Security and Privacy

At Teckel AI, the security and privacy of your data are our top priorities. We have implemented a multi-layered security strategy to ensure that your information is always protected.

Data Isolation

Each organization's data is completely isolated in our multi-tenant architecture. We use a combination of Postgres Row Level Security (RLS) and application-level security controls to enforce strict data separation. This multi-layered approach means that even in the unlikely event of a bug, our system should prevent any cross-organizational data access. All data is tagged with your unique Organization ID, and all API calls and dashboard views are scoped to your organization.

API Security

Access to the Teckel API is secured by 256-bit API keys. These keys are long, random, and prefixed to identify the organization. We follow security best practices by never exposing the full key after its initial creation. We store only a hashed version of your key and a short prefix for display purposes.

Network Security

All communication with Teckel's services is encrypted using TLS. Our API endpoints are protected with comprehensive security headers including HSTS, CSP, and X-Frame-Options. API endpoints that require browser-based access implement origin validation to ensure requests come from authorized sources. The Teckel SDK is designed for server-side integration to maximize security, though browser-based access is supported for specific use cases.

User Privacy

We treat all of your data, including queries and document snippets, as confidential customer data. We do not use your data for any purpose other than providing our services to you. We do not resell, aggregate, or mine your data to train our own models. You retain full ownership of your data at all times.

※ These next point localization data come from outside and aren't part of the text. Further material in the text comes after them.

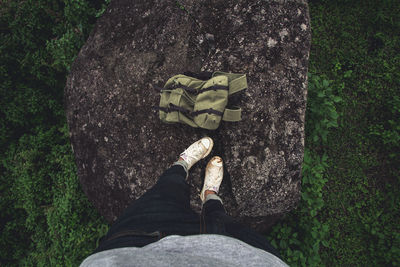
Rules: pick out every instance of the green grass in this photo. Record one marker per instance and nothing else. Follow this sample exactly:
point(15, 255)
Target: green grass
point(349, 210)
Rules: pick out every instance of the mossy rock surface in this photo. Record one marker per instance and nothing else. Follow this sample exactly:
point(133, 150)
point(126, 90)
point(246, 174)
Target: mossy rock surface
point(121, 146)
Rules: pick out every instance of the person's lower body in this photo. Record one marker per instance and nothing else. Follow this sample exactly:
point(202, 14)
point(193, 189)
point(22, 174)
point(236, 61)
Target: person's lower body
point(165, 210)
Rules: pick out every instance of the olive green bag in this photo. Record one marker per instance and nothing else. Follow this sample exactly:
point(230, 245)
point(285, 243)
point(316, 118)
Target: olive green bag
point(201, 103)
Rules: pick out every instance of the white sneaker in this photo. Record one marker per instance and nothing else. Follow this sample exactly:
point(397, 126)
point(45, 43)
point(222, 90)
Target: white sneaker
point(197, 151)
point(214, 175)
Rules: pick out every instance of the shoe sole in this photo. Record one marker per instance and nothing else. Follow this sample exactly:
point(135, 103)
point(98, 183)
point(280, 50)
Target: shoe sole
point(210, 148)
point(202, 192)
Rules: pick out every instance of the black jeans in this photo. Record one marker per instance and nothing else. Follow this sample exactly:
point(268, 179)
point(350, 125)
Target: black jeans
point(165, 210)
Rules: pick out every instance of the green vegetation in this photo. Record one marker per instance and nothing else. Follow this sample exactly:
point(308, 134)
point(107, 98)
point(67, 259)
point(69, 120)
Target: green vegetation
point(349, 210)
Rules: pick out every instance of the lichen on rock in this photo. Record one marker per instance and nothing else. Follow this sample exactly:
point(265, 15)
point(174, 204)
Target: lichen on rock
point(120, 145)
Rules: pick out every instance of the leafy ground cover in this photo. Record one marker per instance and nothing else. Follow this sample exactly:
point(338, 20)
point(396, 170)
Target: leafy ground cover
point(349, 211)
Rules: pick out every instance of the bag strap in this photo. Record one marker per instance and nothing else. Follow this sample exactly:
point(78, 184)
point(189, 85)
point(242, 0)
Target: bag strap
point(232, 115)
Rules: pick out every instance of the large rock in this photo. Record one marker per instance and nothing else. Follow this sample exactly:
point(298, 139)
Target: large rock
point(121, 146)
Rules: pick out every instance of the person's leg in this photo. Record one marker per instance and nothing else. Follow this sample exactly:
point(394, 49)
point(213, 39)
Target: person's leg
point(215, 220)
point(163, 210)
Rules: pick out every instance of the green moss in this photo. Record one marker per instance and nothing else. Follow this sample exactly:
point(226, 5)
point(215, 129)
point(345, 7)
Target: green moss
point(348, 214)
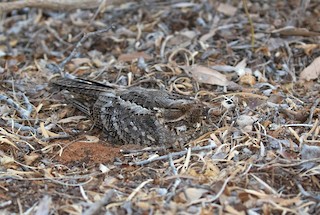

Compliance and Data Retention

By default, we retain your trace and audit data indefinitely for historical analysis. However, we can implement organization-specific retention policies upon request. If you choose to leave our service, we can export your data to you for your convenience and securely purge it from our systems. We will never sell your data or use it for training purposes.

Fail-Safe Design

The Teckel Tracer SDK is designed to be fail-safe. If our service is ever unavailable, your internal application will continue to operate without interruption. The SDK will fail silently, ensuring that an outage in our system never causes your application to hang or crash. Audits will be processed as soon as our service is back online.

Third-Party Components

We rely on trusted, enterprise-grade third-party services for our infrastructure, including OpenAI for our audit model and Supabase (hosted on AWS) for our database. We configure these services with high security settings.